Let’s not forget how we got [to reforming prisons in Afghanistan]: about eight years ago a small group of anti-American criminals hijacked four airplanes and flew three of them into buildings in the United States. The ringleaders of the plot were in Afghanistan, and the Afghan government (at that time under Taliban control) refused to give them up. So the United States invaded to overthrow the Taliban and capture the al Qaeda leadership. Unfortunately, we failed to get the latter, and we bungled the subsequent reconstruction effort by going into Iraq, thereby enabling the Taliban to make a comeback. So now we’re escalating there once more, in a potentially open-ended effort to build a functioning and legitimate Afghan state. And now that means fixing their prison system too. How does one say “mission creep” in Pashto?

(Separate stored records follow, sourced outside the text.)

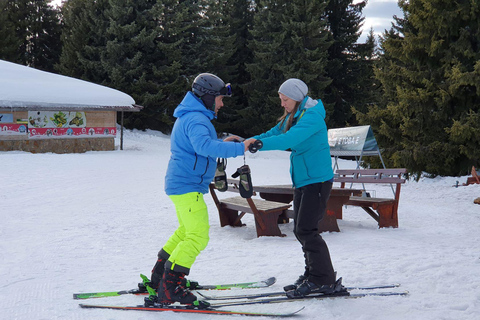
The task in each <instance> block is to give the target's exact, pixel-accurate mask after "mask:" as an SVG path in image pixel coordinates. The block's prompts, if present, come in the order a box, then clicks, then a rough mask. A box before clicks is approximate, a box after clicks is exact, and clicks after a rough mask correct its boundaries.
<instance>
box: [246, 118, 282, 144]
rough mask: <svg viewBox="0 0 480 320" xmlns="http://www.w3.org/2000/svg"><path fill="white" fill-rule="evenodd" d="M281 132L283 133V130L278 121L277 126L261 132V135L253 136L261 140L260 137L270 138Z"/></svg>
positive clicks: (256, 138) (264, 138)
mask: <svg viewBox="0 0 480 320" xmlns="http://www.w3.org/2000/svg"><path fill="white" fill-rule="evenodd" d="M279 134H282V130H281V129H280V122H279V123H277V125H276V126H275V127H273V128H272V129H270V130H268V131H267V132H264V133H261V134H259V135H256V136H253V137H252V138H253V139H257V140H259V139H260V140H263V139H265V138H268V137H274V136H278V135H279Z"/></svg>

I was at dinner with some my folks the other night and making the point that whole endeavor in Afghanistan stands be self-defeating. That is, since terrorism’s raison d’etre is mostly combating U.S. Policy, it’s hard to see — at least in a very general sense — how doubling-down on more U.S. hard-power abroad is really going to ammeliorate things. That said, Afghanistan is a bit different: al Qaeda’s Afghanistan presence resulted from a friendly Taliban, not a U.S. presence in Afghanistan per se, but similarly, you have to look no further than Iraq to find an example of how increasing U.S. power in the area led to the creation of more terrorist groups to fight U.S. soldiers.
I think with narrowly definied, achievable objectives (what happened to eliminating safe havens?) the risk of creating a long term backlash isn’t very high (at least not as high as it would be with full-scale occupation a la Iraq). Likewise, the odds of fomenting resistance increase the longer you stay and the more you begin to resemble an occupying force. In this regard, mission creep is a real danger.